Ichiro Michishita， Cardiovascular Division， Department of Internal Medicine， Yokoh- ama Sakae Kyosai Hospital Federation of National Public Service Pe- rsonnel Mutual Aid Associations

    OBJECTIVES This study examined the efficacy of the type-M Sheathless guiding catheters (GC) with novel variable curve for trans-radial intervention (TRI).

    BACKGROUND The Sheathless GC with novel variable curve was developed for TRI firstly because the Sheathless GC itself is advantageous to smaller outer diameter equal to that of a 2F-downsized sheath introducer for TRI. Secondly the single GC can be adapted to almost every coronary ostium for the help of the variable curve controlled by the inner dilator and guidewire without changing catheters. Thirdly the GC owns some spring effect at the second variable curve leading to more back-up for TRI.

    METHODS In clinical practice of our hospital， 188 cases in total were applied to sheathless GCs for TRI with ad-hoc fashion. Left heart catheterization was performed according to the standard Seldinger technique for all patients. A 4 or 5 F sheath introducer was placed in the right radial artery. At the sheath insertion， 3000 units of heparin were administered intravenously. After usual coronary angiography using 4 F or 5F diagnostic catheters， in case of PCI， the sheath was exchanged to 6 or 7 F Sheathless GCs with the inner sheath through a 0.035-inch guidewire under fluoroscopy. Selection of GC in the group of usual Sheathless guiding catheters was 3 experienced doctors" choice in our catheter laboratory. In the group of usual Sheathless guiding catheters， Judkins Left (JL) 3.0， JL 3.5， JL 4.0， Judkins right (JR) 3.5， JR 4.0， Power Backup (PB) 3.5 and PB 4.0 GCs were used. In the group of TYPE-M guiding catheters， only the GC in question was used for consecutive 62 patients by a single doctor. The backup force and coaxiality of GCs were measured in a glass model of coronary artery and cardiovascular system filled with heated water at 37 ℃. The variable-curve， PB， JL 4.0ST and JR 4.0 GCs with the same size and were provided for examination. The data of each catheter for backup force were derived from measurement of maximal load induced by pushing a balloon catheter and advanced distance of the balloon catheter until displacement of the GC from the coronary ostium against action and reaction in the model of the coronary system. For examination of the left coronary system， the variable-curve with usual and super positions， PB and JL 4.0ST GCs were engaged into the left coronary ostium via the innominate and right subclavian arteries like the right radial approach. A 0.014-inch Neos Soft guidewire was placed into the left coronary artery in each experiment. A 3.25 x 20 mm-sized Ma"sla Just balloon catheter was automatically pushed forward by a motor drive with a push-pull gage at 100 mm/min. The advanced distance and maximal load of the balloon catheter were measured until displacement of the GC from the coronary ostium. Each experiment was repeated 10 times in each GC. For examination of the right coronary system， the variable-curve with usual and super positions， and JR 4.0 GCs were engaged into the right coronary ostium. Other conditions were the same as those in the left coronary system. 
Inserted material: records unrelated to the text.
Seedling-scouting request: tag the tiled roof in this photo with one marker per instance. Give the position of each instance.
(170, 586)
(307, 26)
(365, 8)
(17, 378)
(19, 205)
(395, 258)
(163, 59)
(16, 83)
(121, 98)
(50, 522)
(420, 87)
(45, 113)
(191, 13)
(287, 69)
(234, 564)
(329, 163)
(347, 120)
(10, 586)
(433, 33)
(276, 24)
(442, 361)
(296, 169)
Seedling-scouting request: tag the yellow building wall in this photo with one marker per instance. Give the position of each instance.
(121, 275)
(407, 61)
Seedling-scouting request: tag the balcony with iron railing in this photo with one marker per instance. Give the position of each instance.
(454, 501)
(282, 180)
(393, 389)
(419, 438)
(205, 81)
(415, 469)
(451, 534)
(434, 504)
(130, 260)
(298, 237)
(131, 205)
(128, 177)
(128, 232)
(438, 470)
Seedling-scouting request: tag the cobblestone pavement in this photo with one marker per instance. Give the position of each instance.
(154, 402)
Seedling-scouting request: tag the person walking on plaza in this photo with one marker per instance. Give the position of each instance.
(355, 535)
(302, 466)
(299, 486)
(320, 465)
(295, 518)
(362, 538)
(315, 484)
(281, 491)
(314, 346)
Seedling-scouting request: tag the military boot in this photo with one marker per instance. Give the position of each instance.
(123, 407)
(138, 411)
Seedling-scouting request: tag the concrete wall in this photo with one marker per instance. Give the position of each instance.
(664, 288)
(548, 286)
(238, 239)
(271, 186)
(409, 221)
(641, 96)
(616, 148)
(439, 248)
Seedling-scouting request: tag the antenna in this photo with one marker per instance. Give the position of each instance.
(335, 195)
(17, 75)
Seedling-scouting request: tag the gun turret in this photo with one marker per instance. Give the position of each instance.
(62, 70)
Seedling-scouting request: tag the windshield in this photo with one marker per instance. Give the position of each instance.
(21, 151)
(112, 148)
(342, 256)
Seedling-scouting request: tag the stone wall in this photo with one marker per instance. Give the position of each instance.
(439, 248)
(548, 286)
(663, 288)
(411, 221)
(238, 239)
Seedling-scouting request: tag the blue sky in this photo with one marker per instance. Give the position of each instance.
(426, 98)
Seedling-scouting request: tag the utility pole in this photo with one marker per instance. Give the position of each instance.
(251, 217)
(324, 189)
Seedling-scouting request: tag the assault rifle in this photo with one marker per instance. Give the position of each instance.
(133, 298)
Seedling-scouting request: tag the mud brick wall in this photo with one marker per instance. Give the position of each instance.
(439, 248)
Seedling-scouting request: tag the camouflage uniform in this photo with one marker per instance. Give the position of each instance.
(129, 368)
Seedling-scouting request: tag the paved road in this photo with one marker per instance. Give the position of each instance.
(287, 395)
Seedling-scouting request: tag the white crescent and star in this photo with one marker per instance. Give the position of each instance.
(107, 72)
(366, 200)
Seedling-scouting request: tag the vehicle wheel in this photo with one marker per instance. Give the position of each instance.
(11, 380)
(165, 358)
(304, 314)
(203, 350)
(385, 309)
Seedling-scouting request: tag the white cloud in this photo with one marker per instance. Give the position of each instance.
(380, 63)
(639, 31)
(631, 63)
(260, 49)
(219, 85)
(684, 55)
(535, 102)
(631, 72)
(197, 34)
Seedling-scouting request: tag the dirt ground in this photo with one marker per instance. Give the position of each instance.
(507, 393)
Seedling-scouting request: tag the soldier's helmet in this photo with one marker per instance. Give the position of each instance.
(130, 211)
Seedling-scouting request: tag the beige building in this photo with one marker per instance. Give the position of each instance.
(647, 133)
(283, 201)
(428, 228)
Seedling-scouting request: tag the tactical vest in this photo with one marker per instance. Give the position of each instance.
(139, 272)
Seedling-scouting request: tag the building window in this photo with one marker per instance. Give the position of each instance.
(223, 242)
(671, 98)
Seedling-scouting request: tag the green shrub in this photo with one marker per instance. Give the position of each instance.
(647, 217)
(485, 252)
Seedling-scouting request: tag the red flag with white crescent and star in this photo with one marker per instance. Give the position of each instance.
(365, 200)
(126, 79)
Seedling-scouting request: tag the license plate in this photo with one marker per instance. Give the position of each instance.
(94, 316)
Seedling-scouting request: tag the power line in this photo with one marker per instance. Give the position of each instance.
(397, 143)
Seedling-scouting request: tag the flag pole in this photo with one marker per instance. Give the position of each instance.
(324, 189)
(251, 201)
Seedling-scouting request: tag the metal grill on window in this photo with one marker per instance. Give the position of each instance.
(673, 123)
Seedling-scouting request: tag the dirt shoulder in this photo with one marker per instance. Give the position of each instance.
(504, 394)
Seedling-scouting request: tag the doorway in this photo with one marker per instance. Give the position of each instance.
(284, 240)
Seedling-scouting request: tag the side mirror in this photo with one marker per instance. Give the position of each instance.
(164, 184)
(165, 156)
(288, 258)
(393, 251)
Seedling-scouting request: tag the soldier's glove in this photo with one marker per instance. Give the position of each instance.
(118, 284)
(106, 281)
    RESULTS In the clinical study， 188 cases were applied to Sheathless GCs in total. In the group of usual guiding catheters (126 cases)， 9 cases (5%) needed exchanging guiding catheters， in whom 8 cases (PB 3.5 in 5 cases， PB 3.0 in 1 case， JL 3.5 in 1 case and AL 0.75 in 1 case) were exchanged because of poor engagement and one case (JL 3.5) was exchanged because of poor backup. In the group of the TYPE-M Sheathless guiding catheter for consecutive 62 cases， all cases were applied successfully without any exchanging guiding catheters. In the left coronary system， the variable-curve GC showed significantly the most advanced distance (up to end) of the balloon catheter (P<0.05) and the least load for the balloon catheter (P<0.05) among tested GCs including JL 4.0ST， Power backup and the variable-curve GC in the in-vitro study. In the right coronary system， the variable-curve GC showed significantly more advanced distance (up to end) of the balloon catheter than that of JR 4.0 GC (P<0.01) and less load for the balloon catheter than that of JR 4.0 GC (P<0.01).

    CONCLUSIONS The Sheathless universal GC with the novel variable curve is efficacious for TRI to make the procedure better， safer and easier because of wide adaptability to almost all coronary ostium and stronger backup.